Laboratory of Optical Physics, Institute of Physics, Chinese Academy of Sciences, Beijing 100190, People's Republic of China.
Nanotechnology. 2012 Jun 1;23(21):215302. doi: 10.1088/0957-4484/23/21/215302. Epub 2012 May 3.
Gold nanorods are too tiny to be manipulated using conventional mechanical methods. In this paper, we demonstrate the trapping, transferring, positioning and patterning of gold nanorods with dual-optical tweezers. The convenient manipulations are achieved by taking advantage of the longitudinal surface plasmon resonance of gold nanorods and the anisotropic optical trapping forces formed by two linearly polarized Gaussian beams.
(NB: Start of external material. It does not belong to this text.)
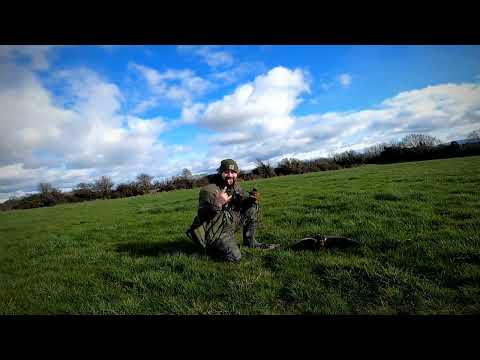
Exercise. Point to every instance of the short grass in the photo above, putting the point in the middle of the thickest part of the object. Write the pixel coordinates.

The trapped gold nanoparticles are positioned extremely firmly and quickly on a substrate compared with randomly dispersed ones. It is observed that gold nanorods show advantages over gold nanospheres with regard to positioning speed and stability. More importantly, versatile plasmon coupling effects have been achieved in some patterned nanorods.
金纳米棒太小,无法使用传统的机械方法进行操作。在本文中,我们利用双光镊展示了对金纳米棒的捕获、转移、定位和图案化。通过利用金纳米棒的纵向表面等离子体共振和两个线偏振高斯光束形成的各向异性光阱力,实现了方便的操作。与随机分散的金纳米颗粒相比,捕获的金纳米颗粒在基底上的定位极其牢固且快速。观察到金纳米棒在定位速度和稳定性方面优于金纳米球。更重要的是,在一些图案化的纳米棒中实现了多功能等离子体耦合效应。